Two of the biggest sites used to discuss software are LinkedIn and Quora. They both display the number of people who follow each software topic, so combining their figures makes sense. However, since the sites lack any focus on analytics, I have not collected their data on general purpose languages like Java, MATLAB, Python or variants of C. The results of data collected on 10/17/2015 are shown here:
We see that R is the dominant software and that moving down through SAS, SPSS, and Stata results in a loss of roughly half the number of people in each step. Lavastorm follows Stata, but I find it odd that there was absolutely zero discussion of Lavastorm on Quora. The last bar that you can even see on this plot is the 62 people who follow Minitab. All the ones below that have tiny audiences of fewer than 10.
Next let’s examine two sites that focus only on statistical questions: Talk Stats and Cross Validated. They both report the number of questions (a.k.a. threads) for a given piece of software, allowing me to total their counts:
We see that R has a 4-to-1 lead over the next most popular package, SPSS. Stata comes in at 3rd place, followed by SAS. The fact that SAS is in fourth place here may be due to the fact that it is strong in data management and report writing, which are not the types of questions that these two sites focus on. Although MATLAB and Python are general purpose languages, I include them here because the questions on this site are within the realm of analytics. Note that I collected data on as many packages as were shown in the previous graph, but those not shown have a count of zero. Julia appears to have a count of zero due to the scale of the graph, but it actually had 5 questions on Cross Validated.
Programming Popularity Measures
Several web sites rank the popularity of programming languages. Unfortunately, they don’t differentiate between general-purpose languages and application-specific ones used for analytics. However, it’s easy to choose the few analytics languages their results.
The most comprehensive of these sites is the IEEE Spectrum Ranking. This site combines 12 metrics from 10 different sites. These include some of the measures discussed above, such as popularity on job sites and search engines. They also include fascinating and useful measures such as how much new programming code was added to the popular GitHub repository in the last year.

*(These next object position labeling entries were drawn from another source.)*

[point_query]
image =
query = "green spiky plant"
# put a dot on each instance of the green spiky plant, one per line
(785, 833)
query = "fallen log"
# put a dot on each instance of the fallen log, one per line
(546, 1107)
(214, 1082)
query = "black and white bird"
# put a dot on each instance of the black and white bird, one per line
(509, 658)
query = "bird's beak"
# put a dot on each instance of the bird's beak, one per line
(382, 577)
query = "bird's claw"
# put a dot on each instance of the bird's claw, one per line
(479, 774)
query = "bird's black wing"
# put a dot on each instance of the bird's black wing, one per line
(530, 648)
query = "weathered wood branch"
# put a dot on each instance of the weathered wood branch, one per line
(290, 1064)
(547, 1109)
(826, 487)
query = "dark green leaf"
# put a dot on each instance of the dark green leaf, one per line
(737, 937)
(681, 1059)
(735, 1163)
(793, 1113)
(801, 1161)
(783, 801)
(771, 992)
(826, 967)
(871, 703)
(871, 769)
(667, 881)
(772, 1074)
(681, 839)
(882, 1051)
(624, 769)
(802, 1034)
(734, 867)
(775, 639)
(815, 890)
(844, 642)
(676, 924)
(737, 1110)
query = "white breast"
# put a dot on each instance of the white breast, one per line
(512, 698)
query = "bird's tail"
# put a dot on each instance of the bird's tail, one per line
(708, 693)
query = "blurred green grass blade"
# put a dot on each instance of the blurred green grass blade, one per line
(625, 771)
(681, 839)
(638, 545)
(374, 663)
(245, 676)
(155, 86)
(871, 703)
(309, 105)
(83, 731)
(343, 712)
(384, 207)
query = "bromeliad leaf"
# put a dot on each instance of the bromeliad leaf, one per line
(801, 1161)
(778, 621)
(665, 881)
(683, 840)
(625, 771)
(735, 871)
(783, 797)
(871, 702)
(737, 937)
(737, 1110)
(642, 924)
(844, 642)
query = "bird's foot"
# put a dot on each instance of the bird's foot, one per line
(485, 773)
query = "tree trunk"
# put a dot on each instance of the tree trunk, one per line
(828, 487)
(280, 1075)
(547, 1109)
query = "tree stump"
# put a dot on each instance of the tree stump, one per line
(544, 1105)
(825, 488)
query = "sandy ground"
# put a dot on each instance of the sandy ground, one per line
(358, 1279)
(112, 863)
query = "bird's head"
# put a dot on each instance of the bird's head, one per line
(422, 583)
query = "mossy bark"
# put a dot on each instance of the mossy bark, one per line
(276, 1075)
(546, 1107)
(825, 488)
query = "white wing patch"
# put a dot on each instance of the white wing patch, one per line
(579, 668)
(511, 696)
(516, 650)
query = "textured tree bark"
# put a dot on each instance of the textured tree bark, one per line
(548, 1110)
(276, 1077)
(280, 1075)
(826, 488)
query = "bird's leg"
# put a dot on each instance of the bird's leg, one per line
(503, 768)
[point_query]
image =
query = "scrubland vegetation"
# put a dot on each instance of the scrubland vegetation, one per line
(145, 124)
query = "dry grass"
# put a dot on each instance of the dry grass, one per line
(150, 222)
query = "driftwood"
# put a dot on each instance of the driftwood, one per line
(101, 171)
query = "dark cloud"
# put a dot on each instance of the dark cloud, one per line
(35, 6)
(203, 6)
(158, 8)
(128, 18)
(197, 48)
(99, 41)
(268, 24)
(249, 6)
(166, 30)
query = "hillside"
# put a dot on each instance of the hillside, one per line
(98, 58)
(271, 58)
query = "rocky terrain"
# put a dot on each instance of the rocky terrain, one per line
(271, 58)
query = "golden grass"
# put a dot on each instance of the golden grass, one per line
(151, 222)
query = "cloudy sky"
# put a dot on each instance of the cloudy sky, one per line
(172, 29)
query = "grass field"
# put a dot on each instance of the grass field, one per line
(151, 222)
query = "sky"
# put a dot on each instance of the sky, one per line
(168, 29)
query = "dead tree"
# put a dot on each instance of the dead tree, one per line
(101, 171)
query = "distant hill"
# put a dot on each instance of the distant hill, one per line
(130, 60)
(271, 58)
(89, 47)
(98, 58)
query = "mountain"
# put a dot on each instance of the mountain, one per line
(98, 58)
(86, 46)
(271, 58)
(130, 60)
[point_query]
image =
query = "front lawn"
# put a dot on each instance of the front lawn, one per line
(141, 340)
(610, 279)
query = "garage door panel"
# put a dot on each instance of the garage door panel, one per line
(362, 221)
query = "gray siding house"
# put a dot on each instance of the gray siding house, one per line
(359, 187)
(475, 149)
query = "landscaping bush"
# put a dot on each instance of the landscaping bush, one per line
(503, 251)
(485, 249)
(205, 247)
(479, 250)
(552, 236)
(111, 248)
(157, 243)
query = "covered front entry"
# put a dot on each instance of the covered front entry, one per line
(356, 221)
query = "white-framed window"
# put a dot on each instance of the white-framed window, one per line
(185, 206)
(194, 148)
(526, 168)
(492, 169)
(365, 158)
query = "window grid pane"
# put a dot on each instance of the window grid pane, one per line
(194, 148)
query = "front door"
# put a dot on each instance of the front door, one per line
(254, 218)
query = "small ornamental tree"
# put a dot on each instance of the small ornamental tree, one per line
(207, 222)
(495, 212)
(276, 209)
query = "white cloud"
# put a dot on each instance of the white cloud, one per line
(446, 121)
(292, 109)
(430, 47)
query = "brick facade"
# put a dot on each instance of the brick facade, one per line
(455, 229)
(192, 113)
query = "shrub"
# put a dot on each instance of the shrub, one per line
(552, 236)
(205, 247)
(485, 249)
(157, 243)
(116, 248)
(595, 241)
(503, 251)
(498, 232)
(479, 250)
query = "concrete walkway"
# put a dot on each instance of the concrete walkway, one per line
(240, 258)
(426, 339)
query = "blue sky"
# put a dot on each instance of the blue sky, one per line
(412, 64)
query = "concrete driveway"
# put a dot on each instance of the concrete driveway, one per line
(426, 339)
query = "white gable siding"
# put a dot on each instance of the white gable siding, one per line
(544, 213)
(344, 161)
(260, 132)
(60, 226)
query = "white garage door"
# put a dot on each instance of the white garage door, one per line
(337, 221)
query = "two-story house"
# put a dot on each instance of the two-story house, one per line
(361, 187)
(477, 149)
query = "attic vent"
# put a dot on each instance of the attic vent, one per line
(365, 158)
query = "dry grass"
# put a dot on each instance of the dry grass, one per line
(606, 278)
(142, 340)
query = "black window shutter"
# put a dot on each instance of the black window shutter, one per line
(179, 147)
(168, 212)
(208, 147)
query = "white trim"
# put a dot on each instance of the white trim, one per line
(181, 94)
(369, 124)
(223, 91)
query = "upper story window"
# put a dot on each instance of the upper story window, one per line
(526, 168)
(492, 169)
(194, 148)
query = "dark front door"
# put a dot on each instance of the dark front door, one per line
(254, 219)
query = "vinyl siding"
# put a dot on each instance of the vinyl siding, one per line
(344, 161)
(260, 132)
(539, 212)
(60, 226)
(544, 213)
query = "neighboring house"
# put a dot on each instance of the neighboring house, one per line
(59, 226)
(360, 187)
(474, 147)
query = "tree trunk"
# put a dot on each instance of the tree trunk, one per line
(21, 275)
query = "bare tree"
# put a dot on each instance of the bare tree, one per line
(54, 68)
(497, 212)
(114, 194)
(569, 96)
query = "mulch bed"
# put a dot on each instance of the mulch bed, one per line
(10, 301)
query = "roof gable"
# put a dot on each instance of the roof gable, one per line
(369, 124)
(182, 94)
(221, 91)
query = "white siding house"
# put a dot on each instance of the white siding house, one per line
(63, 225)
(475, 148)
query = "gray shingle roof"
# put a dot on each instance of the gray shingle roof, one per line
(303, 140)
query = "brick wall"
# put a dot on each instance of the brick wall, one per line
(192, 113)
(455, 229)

This figure shows their top 10 languages for 2015:
We see that R is in 6th place and that it has increased from 9th place in 2014. Not shown on this is SAS in 26th place. Python is ranked in 4th place, but that’s for all purposes, while the use of R is more focused on analytics. No other analytics-specific language makes it in their rankings at all. This ranking is based on a weighted composite score and the site is interactive, allowing you to generate a ranking more suited to your needs.
The next most comprehensive analysis is provded by RedMonk. Their analysis is simple and objective. They plot the number of lines of code written using each language on the popular Github repository against the number of tagged comments on the discussion forum StackOverflow.com. Here is the result:
Moving from the upper right corner downward the lower left, we can see that Redmonk’s approach shows R as a very popular language, around 12th place. Although a substantial amount of the metrics for Python, MATLAB, and Julia may be due to analytics use, we have no way of knowing how much.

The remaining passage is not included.